How Porno Piracy Cases Are Breaking Copyright Ground
Imagine, for a moment, that some errant instinct prompted you to want to watch an independent film called Danielle Staub Raw, which features the erstwhile Real Housewife of New Jersey engaged in certain X-rated acts. You probably wouldn’t want anyone to know that you were spending your free time watching Danielle Staub Raw. And you might prefer not paying for the movie. So it’s not too tough to discern the motivations of the more than 5,000 people who illegally downloaded the film anonymously through file-sharing services like BitTorrent.
Last October, On the Cheap, the California company that owns rights to Danielle Staub Raw, sued those 5,000 illegal downloaders in San Francisco federal court. In filing the suit, On the Cheap joined what has become a swell of litigation between porn movie producers and alleged porno pirates. According to an anonymously-administered website that tracks the data, there have been more than 340 suits claiming video piracy (some assert illegal downloading of non-porn films). The twist in more than 300 of the suits is that the movie producers don’t know the identities of the downloaders. So rather than sue named defendants, they file complaints against John Doe downloaders — sometimes naming thousands of anonymous defendants in a single complaint, as in On the Cheap’s suit against Danielle Staub fans.
That tactic has put the porn piracy cases on the cutting edge of copyright law in the digital era. Movie producers have asked courts to issue subpoenas demanding information from Internet service providers that permits them to identify the alleged illegal downloaders. Some ISPs have fought the subpoenas, but in other cases, judges have authorized the demands for information. In On the Cheap’s Staub suit, for instance, magistrate judge Bernard Zimmerman ordered expedited discovery last February. On the Cheap and its lawyer, Ira Siegel of The Law Offices of Ira M. Siegel, reached settlements with about 70 Does without ever naming them in the litigation. Again, it’s not too tough to figure out why the accused pirates settle. Statutory damages can be as much as $150,000. If you received a letter threatening to identify you publicly as an illegal downloader of Danielle Staub Raw in a court that might be hundreds or thousands of miles from your home, you might well be inclined to agree to pay a few thousand dollars to make the whole embarrassing, inconvenient mess go away.
That’s why the Electronic Frontier Foundation has entered the porn piracy fray. According to EFF intellectual property director Corynne McSherry, the cases raise serious due process issues. Plaintiffs shouldn’t be permitted to join thousands of unnamed defendants in a single complaint, McSherry said, particularly when the movie producers’ motive seems to be simply to force settlements. “These cases are about using the judicial process to identify people and extract settlements,” she said. “People are being sued without an opportunity to defend themselves.That does fundamental harm to due process.” McSherry said there’s a clear distinction between the porn piracy cases and the illegal music downloading suits that spawned the Doe defendant trend; in the music cases, she said, the Recording Industry Association of America was using litigation for policy purposes. According to McSherry, the porn producers are suing thousands of defendants at a time in a pure money play. For the porn producers, she asserted, the Doe litigation is, in and of itself, a business model.
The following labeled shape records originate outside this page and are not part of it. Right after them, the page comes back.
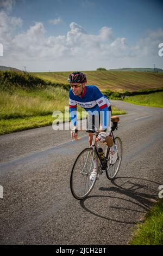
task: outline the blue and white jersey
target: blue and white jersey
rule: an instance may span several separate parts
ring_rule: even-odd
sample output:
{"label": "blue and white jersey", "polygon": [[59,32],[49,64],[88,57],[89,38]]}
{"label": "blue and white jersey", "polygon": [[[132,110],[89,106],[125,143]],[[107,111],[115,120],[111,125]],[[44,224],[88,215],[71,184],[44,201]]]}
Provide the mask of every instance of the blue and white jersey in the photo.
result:
{"label": "blue and white jersey", "polygon": [[100,114],[103,111],[105,117],[103,119],[103,127],[104,128],[108,125],[109,122],[107,117],[108,108],[110,106],[110,102],[106,96],[99,91],[99,90],[93,85],[86,86],[82,96],[75,96],[72,90],[70,89],[69,93],[69,106],[71,121],[73,123],[74,126],[77,125],[77,106],[79,105],[89,111],[89,115],[93,112],[97,111]]}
The foundation has entered about 10 porno piracy cases, some as an amicus, some as court-appointed counsel for the Doe defendants. And according to McSherry, courts are increasingly likely to agree with EFF that movie producers can’t join thousands of Doe defendants in a single case. On the Cheap’s Danielle Staub Raw suit, in which EFF is an amicus, is the most recent instance of a federal judge dismissing Does by the boatload.
“Plaintiff, well aware of the difficulties of out-of-state and out-of-district defendants would face if forced to appear in San Francisco, has nonetheless sent demands which apparently inform them that they have been sued in this district,” Judge Zimmerman wrote in a September 6 order. “The defendants are left with a decision to either accept the plaintiff’s demand or incur significant expense to defend themselves in San Francisco or hire an attorney to do so. This does not comport with the ‘principles of fundamental fairness.’” Judge Zimmerman severed all but one of the Doe defendants from On the Cheap’s case. (Ira Siegel, who represents On the Cheap, told me he wouldn’t comment on the case or the porn piracy litigation.)
“The producers say, ‘It’s too expensive for us to enforce our rights individually,’” said McSherry. “We say that’s just wrong. That’s not a precedent we should be supporting.” Federal judges seem to have gotten the message, McSherry said, but the latest trend among movie producers is to file state court suits asking for subpoenas to identify illegal downloaders or claiming state-law trademark infringement.
I asked her if EFF has any qualms about standing up for the rights of porno pirates. She said that more than a few of the Doe defendants aren’t illegal downloaders at all, but landlords whose tenants may have pirated videos, or people whose WiFi was hijacked. “We care about the rights of people who are caught up in this,” she said.